The maximum harmonisation provision of the Unfair Commercial Practices Directive requires that the Members States must adapt their national laws in accordance with The Directive and must obstruct any distinction from the requirements that have been set by the Directive. Thus, the execution procedure requires the application of the Directive but additionally requires the alteration of national laws that breach the Directives requirements. It is still a subject of debate of whether or not all Member States have accomplished this. Since the Directive delivers a maximum harmonisation, only the practices that fall under the Black List would be considered as unfair commercial practices under all circumstances and would be prohibited. All other commercial practices would only be considered unfair when they fall within the scope of the General Clauses.

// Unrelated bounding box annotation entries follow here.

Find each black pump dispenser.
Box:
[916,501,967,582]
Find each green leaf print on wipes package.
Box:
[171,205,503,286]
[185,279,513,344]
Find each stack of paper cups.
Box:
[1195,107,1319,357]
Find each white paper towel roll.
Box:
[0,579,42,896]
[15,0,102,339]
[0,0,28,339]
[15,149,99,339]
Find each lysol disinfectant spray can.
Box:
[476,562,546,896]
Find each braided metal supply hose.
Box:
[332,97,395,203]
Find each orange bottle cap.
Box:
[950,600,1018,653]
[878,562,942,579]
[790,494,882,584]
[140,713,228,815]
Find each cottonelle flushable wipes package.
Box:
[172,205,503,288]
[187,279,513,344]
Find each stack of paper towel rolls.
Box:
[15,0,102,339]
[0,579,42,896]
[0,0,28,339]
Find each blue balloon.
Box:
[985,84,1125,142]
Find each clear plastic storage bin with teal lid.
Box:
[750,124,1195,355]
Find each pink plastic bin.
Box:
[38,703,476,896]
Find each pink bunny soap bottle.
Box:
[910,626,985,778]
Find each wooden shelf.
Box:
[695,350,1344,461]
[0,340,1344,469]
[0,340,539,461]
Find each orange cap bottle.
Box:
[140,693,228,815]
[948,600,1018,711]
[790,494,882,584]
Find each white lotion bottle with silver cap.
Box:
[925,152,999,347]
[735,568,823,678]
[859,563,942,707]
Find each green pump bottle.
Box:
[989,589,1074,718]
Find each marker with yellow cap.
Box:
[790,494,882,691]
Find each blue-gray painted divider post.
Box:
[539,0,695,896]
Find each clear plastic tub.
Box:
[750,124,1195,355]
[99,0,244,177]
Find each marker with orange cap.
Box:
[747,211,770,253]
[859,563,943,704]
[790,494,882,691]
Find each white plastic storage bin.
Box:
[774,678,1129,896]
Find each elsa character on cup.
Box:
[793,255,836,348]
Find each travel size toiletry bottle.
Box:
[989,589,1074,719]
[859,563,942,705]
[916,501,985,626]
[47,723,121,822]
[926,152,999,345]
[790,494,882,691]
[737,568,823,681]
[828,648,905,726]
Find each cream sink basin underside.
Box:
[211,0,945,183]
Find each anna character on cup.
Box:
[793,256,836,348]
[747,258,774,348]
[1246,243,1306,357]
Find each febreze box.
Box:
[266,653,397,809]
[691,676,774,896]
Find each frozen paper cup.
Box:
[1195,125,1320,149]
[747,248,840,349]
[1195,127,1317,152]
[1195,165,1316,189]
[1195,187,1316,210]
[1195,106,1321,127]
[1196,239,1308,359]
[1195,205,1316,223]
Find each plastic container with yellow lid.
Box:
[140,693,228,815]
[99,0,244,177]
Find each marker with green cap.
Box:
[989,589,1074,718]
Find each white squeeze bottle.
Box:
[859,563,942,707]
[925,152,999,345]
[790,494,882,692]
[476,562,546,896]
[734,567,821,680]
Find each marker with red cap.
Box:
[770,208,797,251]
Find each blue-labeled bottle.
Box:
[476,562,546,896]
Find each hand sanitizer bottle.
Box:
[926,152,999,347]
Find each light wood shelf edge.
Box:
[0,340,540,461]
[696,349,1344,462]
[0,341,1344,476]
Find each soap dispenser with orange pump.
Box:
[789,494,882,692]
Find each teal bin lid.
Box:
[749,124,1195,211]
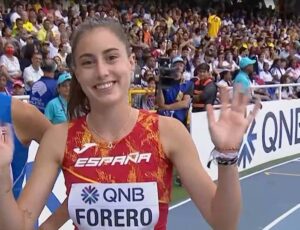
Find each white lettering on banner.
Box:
[68,182,159,230]
[75,153,152,168]
[191,99,300,180]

In conclusion, the Unfair Commercial Practices Directive had been proposed in order to create a legislative instrument which would provide a uniform guideline for the governance of Unfair Commercial Practices. The Directive had the objective of creating an environment where the consumer protection was at it’s highest, and the directive is one of importance since it sought to achieve this objective through interpretation and it’s maximum harmonisation element. It should be stated that European Legislations take a great length of time no matter what issue it aims to tackle, since it needs to take into consideration of different social norms, cultures, political stances and national laws. Therefore, the Unfair Commercial Practices Directive could be assessed as a fairly new Directive within the Courts, and some Member States have yet to alter their practices in accordance with the Directive. However it could be argued that the advantages of full harmonisation can be seen in respect with the common rules within the transactions of the European Countries, the assurance of consumers and traders are able to depend on a ‘single regulatory framework based on clearly defined legal concepts’ These examples are proof that the Directive not only protects consumers, but also, encourages a fair competition between international producers, businesses. However, it would not be correct to argue that the Unfair Commercial Practices Directive has achieved its aim of creating a unity between the Member States and it’s maximum protection of consumers with it’s maximum harmonisation element. This could be argued because of the strictness of the Directive and it’s limited scope.